I've had a love/hate relationship with the "Charlie Rose" show for decades now. I think he represents what is the best, and what's most lacking in TV journalism. No, he never did interview Howard Zinn, even once. Charlie interviewed Chomsky only once himself (even though Rose told Chomsky, on camera, that the show receives more email requests to have Chomsky on than anyone else. Yet Chomsky was only interviewed once more, and by a guest host.) The only time he interviewed Ralph Nader (and for just a few minutes each time) was when Nader was running for President. (I guess he felt he had to.) In other words, yes, Charlie Rose is as "Establishment" as the driven snow.
That being said (and with that not insignificant caveat in mind), I personally think Charlie Rose may still be the best interviewer in the history of the medium. This would include David Susskind, Dick Cavett, Edward R. Murrow, and David Frost (very early, pre-talk show) who, in his earliest incarnation, may have been the very(?) best.

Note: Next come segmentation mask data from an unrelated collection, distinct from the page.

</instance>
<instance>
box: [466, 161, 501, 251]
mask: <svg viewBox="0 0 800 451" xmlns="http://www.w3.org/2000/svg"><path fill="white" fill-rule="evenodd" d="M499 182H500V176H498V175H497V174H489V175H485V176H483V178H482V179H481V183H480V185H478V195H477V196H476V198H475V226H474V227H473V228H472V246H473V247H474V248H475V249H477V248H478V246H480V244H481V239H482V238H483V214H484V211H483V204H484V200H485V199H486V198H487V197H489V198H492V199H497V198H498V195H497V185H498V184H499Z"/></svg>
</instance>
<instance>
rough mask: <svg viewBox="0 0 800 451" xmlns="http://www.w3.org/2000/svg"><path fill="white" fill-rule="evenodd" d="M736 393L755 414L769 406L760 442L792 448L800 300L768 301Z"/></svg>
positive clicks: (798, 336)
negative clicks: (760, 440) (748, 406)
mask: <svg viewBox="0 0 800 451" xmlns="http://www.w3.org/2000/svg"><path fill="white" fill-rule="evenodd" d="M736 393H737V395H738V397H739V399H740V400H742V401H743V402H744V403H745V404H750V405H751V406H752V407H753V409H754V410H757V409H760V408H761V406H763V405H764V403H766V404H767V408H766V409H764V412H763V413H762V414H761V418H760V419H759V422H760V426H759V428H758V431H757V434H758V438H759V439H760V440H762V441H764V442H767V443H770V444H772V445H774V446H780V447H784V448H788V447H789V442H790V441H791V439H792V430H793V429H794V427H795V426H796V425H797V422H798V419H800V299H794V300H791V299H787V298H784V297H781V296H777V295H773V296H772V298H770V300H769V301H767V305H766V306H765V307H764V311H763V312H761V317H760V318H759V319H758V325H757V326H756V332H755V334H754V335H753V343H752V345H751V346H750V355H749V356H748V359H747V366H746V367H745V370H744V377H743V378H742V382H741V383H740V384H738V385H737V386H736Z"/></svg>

There was a time when I was frankly so obsessed with the "Charlie Rose Show" I actually emailed them (crose|AT|bloomberg.comEmail address) often enough that a niece of mine (who happened to be an intern at the show at the time) once told me that they kept a separate folder on me. On rare occasions, I was even notified by the staff that my concerns had been passed on to Charlie himself.
So, this naturally led to me seeking out his web site and discovering that it was a very user-friendly, well laid-out, piece of web architecture; and I proceeded to take full advantage, spending untold hours there. I really thought (in my very limited experience) that it must have been the best one of its kind.
Alas, after a while (many years in fact), for some reason they re-did it. I still can't understand why the show would virtually decimate such a useful, and (I thought) culturally indispensable tool. I (naturally) vented my rage in one of my scores of emails...
I guess I wasn't the only one. Because at some point (it must have been fairly recently) they did it over once again. But this time they have managed to vastly improve even on the original one, of which I was so fond.
The new web site is extraordinarily user-friendly: indexed by year, topic, guest; cross-referenced with photos of each guest, and with very high definition video and sound. It's a true cornucopia for anyone who has a similar affinity for talking heads (I have no association with the show, despite my niece getting a job there so, no, this review has not been planted by Bloomberg News...)
My one problem is that it is 80 - 90% journalists and politicians. This may be a plus for some. But my favorites are the novelists, followed by musicians, followed by actors (hey, I'm only human, too...) and other show people. He has had some absolutely amazing, and I think priceless conversations with people like Norman Mailer, Gore Vidal, Martin Amis, E. L Doctorow and critic Harold Bloom (one of my personal favorites), etc. He also may have been the only person ever to nab an in-depth interview with Warren Beatty, and in addition has had classic chats with Neil Young, Andre Previn, Daniel Barenboim, Aaron Copland, a great interview with Robbie Robertson of "The Band" (Dylan is still a holdout for some reason) and on and on.
Perhaps what is unique about the show is that since its first broadcast in September 30, 1991, and the fact that it has been on 5x per week since then, and that it reflects generally weightier matters than the many other talk shows available, what the web site provides is at least one decent interview with virtually every notable person who has been in national public life, since that first show in 1991 and now. And, sometimes it offers more than one interview with the same person, and ofttimes those interviews are much better than "decent', indeed.
Anyway, one of the nice things about places such as OpEdNews.com is being able to share things with other like-minded people.